PRKAA1
PRKAA1
Overview
PRKAA1 encodes the catalytic alpha-1 subunit of AMP-activated protein kinase (AMPK), a central cellular energy sensor that helps maintain metabolic homeostasis. AMPK is activated when cellular energy is low and coordinates adaptive responses that promote ATP-generating processes while restraining energy-consuming pathways. Through this role, PRKAA1 is biologically linked to regulation of glucose and lipid metabolism, mitochondrial function, autophagy, inflammation, and stress adaptation.
In biomedical research, PRKAA1 is frequently discussed in the context of diseases and processes shaped by metabolic stress, including cancer, liver disease, adipocyte catabolism, myocardial ischemia/reperfusion injury, neuroinflammation, aging, and autophagy-related disorders. It is also a recurring target in studies of natural products, small-molecule modulators, and pathway-based therapies that intersect with PI3K/AKT/mTOR, sirtuin 1, TGF-β/Smad, and PD-1/PD-L1 signaling.
Recent Publications Focus
Below is a summary of the newest research publications targeting PRKAA1 (sorted by publication date).
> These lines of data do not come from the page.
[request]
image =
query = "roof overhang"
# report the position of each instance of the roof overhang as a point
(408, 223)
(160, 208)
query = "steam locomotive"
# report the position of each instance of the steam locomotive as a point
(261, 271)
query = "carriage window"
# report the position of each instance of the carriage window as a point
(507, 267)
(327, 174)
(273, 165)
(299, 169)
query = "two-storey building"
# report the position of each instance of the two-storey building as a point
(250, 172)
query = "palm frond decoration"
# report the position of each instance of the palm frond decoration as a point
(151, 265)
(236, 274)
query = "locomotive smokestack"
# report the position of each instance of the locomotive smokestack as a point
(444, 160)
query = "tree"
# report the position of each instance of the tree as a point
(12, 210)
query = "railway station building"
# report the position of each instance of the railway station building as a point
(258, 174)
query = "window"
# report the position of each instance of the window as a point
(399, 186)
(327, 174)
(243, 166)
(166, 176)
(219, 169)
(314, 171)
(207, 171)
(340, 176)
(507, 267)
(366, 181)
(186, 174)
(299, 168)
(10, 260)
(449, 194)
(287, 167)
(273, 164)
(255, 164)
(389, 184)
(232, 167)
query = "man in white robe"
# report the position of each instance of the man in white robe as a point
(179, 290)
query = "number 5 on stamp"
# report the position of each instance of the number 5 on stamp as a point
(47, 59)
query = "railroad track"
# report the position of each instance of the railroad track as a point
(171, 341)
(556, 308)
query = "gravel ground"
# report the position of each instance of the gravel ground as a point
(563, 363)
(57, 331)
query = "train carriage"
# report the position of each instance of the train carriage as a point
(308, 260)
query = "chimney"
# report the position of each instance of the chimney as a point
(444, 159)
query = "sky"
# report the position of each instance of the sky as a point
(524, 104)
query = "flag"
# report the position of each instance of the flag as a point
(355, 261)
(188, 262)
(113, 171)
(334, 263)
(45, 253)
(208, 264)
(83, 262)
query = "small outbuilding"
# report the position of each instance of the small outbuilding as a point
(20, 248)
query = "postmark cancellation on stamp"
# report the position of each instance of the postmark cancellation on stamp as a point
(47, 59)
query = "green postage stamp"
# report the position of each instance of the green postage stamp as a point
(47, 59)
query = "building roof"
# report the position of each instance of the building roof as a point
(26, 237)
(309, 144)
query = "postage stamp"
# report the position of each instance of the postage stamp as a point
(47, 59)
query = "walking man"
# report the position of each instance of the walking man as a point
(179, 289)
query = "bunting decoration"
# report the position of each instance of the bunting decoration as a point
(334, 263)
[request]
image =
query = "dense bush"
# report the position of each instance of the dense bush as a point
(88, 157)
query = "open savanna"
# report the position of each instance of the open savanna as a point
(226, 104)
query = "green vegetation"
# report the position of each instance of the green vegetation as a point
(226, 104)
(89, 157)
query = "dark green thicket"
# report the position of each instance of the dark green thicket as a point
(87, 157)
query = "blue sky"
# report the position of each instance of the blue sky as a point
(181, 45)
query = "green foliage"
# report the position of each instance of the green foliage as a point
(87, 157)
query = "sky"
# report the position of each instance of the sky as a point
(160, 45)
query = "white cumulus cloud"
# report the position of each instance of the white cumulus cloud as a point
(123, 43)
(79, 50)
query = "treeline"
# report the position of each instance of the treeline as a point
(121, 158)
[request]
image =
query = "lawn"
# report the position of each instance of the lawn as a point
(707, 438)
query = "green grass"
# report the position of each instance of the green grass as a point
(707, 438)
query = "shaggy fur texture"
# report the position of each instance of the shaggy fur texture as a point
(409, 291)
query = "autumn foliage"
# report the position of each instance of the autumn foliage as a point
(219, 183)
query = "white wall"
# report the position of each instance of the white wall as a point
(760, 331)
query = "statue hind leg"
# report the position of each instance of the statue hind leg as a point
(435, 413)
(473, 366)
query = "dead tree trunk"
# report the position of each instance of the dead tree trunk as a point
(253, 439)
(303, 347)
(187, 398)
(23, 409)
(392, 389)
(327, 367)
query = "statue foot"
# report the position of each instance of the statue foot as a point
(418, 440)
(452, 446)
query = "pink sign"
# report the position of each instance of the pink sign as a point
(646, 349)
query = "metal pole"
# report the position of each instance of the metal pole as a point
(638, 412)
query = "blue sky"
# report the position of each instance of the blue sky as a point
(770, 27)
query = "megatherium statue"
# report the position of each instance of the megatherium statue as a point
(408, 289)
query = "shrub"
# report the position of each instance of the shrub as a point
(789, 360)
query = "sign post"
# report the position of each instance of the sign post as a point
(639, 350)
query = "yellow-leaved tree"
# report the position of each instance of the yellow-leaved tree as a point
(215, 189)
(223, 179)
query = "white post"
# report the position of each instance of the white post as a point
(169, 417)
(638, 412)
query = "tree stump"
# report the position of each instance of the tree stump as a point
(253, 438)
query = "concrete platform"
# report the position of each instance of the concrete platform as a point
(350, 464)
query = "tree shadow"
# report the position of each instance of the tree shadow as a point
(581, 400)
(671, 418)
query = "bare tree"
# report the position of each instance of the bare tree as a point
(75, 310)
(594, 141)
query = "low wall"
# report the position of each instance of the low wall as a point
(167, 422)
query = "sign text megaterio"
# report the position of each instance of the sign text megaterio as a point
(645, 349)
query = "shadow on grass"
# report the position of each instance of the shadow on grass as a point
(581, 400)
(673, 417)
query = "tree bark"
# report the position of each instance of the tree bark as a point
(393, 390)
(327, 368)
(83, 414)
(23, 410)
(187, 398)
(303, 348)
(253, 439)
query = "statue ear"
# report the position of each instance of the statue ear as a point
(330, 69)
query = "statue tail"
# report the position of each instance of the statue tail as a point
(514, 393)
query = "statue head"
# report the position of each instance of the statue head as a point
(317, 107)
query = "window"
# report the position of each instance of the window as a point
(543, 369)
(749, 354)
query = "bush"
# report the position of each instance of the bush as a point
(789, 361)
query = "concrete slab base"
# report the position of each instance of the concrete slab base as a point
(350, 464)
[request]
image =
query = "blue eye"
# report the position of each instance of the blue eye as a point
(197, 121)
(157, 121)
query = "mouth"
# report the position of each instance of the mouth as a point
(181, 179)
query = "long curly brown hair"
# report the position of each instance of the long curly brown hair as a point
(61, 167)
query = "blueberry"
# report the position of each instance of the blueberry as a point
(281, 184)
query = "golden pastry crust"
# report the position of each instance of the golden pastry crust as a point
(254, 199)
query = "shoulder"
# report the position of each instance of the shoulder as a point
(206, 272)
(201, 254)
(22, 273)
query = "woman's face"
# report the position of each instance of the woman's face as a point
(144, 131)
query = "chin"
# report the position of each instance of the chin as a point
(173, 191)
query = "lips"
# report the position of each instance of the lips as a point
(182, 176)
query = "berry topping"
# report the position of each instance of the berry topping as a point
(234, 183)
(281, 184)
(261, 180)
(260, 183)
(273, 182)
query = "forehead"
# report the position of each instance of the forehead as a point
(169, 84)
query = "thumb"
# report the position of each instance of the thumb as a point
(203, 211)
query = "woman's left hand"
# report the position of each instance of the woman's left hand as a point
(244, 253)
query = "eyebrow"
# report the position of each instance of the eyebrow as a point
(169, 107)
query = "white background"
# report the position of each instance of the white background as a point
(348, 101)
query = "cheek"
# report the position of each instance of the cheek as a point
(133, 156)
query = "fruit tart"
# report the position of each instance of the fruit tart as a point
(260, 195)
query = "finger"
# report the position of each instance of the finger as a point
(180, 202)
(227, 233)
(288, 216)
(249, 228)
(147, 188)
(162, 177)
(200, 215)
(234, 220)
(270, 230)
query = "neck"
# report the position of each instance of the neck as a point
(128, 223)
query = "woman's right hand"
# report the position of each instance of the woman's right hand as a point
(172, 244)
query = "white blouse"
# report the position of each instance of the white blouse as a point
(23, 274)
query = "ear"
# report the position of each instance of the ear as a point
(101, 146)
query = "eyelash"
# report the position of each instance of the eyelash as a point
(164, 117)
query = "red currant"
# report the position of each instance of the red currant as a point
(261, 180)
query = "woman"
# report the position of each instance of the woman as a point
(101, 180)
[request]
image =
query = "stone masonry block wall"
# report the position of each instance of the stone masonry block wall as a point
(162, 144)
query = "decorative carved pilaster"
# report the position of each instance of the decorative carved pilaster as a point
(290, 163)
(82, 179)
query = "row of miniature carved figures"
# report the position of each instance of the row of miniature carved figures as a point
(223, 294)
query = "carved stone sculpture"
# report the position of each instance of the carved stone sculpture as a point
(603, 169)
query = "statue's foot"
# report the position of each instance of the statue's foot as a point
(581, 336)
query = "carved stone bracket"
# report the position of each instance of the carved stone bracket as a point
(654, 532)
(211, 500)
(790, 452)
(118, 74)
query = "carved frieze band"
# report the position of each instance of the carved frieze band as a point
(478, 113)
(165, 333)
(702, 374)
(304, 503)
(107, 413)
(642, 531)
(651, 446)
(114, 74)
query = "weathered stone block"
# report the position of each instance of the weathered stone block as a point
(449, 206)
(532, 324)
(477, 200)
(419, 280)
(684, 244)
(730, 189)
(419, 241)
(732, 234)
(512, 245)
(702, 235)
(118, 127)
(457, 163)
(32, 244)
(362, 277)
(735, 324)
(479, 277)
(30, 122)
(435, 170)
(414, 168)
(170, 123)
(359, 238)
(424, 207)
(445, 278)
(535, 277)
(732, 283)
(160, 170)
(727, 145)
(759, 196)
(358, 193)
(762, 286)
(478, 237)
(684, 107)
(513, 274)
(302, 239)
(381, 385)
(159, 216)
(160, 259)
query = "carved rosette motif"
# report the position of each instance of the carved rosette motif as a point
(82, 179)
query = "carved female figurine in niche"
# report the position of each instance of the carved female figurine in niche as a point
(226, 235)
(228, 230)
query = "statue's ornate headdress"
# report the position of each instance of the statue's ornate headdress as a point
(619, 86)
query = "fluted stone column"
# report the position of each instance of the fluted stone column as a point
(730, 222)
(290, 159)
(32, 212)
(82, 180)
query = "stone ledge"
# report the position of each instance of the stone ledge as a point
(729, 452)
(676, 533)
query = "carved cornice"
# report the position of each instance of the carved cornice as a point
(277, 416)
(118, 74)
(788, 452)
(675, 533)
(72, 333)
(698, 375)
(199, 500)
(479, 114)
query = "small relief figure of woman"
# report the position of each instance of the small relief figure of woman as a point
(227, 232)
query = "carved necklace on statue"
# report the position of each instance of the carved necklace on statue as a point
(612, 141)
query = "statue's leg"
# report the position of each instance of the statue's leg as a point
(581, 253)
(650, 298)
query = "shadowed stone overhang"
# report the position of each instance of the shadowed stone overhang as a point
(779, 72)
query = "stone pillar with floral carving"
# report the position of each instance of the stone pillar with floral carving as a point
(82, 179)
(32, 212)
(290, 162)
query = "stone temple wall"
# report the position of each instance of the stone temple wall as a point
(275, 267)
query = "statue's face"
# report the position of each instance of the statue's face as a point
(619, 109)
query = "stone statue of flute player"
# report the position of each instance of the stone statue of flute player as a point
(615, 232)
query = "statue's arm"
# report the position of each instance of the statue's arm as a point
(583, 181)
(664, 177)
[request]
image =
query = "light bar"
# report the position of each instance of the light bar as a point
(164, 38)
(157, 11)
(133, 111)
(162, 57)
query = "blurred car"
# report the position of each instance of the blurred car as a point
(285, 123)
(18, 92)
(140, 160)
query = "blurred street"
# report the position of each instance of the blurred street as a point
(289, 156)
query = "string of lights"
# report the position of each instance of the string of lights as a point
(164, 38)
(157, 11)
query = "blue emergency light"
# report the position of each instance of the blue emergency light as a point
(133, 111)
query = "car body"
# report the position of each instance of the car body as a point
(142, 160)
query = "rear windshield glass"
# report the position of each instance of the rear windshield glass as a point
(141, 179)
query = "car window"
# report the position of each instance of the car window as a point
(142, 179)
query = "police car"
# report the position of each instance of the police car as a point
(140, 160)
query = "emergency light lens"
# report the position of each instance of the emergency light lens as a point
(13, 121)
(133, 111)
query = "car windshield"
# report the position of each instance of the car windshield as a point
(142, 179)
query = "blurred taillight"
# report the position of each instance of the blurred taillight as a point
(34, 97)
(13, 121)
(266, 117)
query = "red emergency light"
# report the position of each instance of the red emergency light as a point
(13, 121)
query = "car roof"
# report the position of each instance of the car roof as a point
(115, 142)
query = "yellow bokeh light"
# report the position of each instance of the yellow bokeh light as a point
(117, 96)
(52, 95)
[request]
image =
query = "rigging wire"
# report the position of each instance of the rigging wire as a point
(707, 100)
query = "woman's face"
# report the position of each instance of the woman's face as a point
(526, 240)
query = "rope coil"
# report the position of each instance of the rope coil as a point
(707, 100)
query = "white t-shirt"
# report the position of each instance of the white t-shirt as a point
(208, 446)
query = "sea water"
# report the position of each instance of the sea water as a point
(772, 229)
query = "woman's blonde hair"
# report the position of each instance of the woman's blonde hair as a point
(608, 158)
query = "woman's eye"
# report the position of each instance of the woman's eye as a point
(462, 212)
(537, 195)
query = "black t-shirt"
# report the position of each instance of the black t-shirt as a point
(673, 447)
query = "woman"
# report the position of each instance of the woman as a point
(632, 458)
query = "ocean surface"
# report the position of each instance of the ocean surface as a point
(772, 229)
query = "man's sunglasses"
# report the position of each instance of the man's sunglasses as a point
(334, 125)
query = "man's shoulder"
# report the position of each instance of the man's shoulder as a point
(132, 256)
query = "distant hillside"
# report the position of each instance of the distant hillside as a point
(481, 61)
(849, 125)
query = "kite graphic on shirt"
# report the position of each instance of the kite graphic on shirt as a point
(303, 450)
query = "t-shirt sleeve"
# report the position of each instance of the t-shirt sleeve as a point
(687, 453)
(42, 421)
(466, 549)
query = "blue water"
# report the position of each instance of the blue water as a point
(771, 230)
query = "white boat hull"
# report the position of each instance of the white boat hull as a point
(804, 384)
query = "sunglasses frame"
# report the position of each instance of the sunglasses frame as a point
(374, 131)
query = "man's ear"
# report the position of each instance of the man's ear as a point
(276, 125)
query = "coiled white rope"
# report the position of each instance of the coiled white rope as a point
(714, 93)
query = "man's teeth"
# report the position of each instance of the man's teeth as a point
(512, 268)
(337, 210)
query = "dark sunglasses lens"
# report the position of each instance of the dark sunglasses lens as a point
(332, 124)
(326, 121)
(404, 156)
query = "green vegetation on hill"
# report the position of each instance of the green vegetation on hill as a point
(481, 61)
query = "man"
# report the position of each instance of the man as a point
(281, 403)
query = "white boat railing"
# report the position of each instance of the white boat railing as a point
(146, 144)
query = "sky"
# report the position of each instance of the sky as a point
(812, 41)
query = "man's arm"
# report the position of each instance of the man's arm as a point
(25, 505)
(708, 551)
Recent studies continue to place PRKAA1, the catalytic subunit of AMP-activated protein kinase (AMPK), at the center of metabolic, inflammatory, and stress-response signaling. In an Alzheimer's disease model, resveratrol was reported to improve cognitive impairment in Aβ1-42-induced mice, reduce aging-related markers, and attenuate reactive oxygen species production in vitro. The authors linked these effects to activation of autophagy-associated signaling, with mechanistic involvement of the AMPK/ULK1 and SIRT1/NF-κB pathways. In a separate diabetic encephalopathy study, berberine and metformin were combined and shown to produce supra-additive recovery of recognition memory, with the strongest mechanistic correlate being suppression of neuroinflammatory endpoints; the authors also observed AMPK activation and noted that the AMPK-Nrf2 axis remained correlative pending direct validation.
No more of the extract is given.